Intimidation gets you nowhere in the game nowadays because we all know it’s very unlikely that anybody is going to throw a punch for fear of getting banned for a very long time.

It’s disappointing because he could end up with a long ban. There is a low-entry suspension point of four weeks for making contact with the eye area but, under World Rugby’s Sanctions for Foul Play, the low-end punishment for making contact with the eye is 12 weeks, with the mid-range at 18 weeks and the top end goes all the way up to four years.

He wasn’t in the England squad that trained in Oxford last week but he could easily miss the autumn international fixtures against Argentina, Australia and Samoa, which won’t please Eddie Jones.

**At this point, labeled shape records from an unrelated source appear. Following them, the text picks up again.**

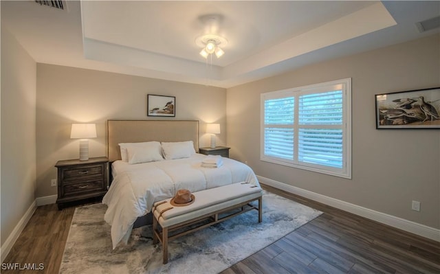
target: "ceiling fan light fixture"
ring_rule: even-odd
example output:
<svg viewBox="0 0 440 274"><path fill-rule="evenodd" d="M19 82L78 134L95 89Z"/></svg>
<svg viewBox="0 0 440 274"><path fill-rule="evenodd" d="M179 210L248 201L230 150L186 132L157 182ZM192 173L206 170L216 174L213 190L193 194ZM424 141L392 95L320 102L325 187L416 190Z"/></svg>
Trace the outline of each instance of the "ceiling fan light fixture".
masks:
<svg viewBox="0 0 440 274"><path fill-rule="evenodd" d="M225 54L225 52L219 46L223 47L228 45L228 40L217 34L205 34L197 37L195 39L195 43L203 47L199 54L204 58L207 58L210 54L214 54L217 58L220 58Z"/></svg>
<svg viewBox="0 0 440 274"><path fill-rule="evenodd" d="M220 58L221 57L222 55L223 55L225 54L225 52L223 51L223 49L221 49L220 47L217 47L215 48L215 56L217 56L217 58Z"/></svg>
<svg viewBox="0 0 440 274"><path fill-rule="evenodd" d="M207 58L209 54L206 52L206 51L205 50L205 48L204 47L201 49L201 52L200 52L200 55L201 55L204 58Z"/></svg>
<svg viewBox="0 0 440 274"><path fill-rule="evenodd" d="M206 47L205 47L205 50L210 54L212 54L214 51L215 50L216 43L214 40L210 40L208 41L208 44L206 44Z"/></svg>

John Kingston will be equally unamused as Quins are inundated with injuries at the moment and had Cameron Holenstein and Phil Swainston as prop replacements at the weekend after Lewis Boyce and Will Collier both withdrew at the last minute due to back injuries.

This incident comes just over a couple of months after Sinckler was arrested following a night out in Auckland on the Lions tour as well.

He acknowledged after returning from the tour to New Zealand in the summer that he’s treading a “fine line” and needs to continue to play his game aggressively but that “it can’t be to the detriment of the team”.

He added: “I am human and I will make mistakes.”

This could be a costly one and very much to the detriment of his team.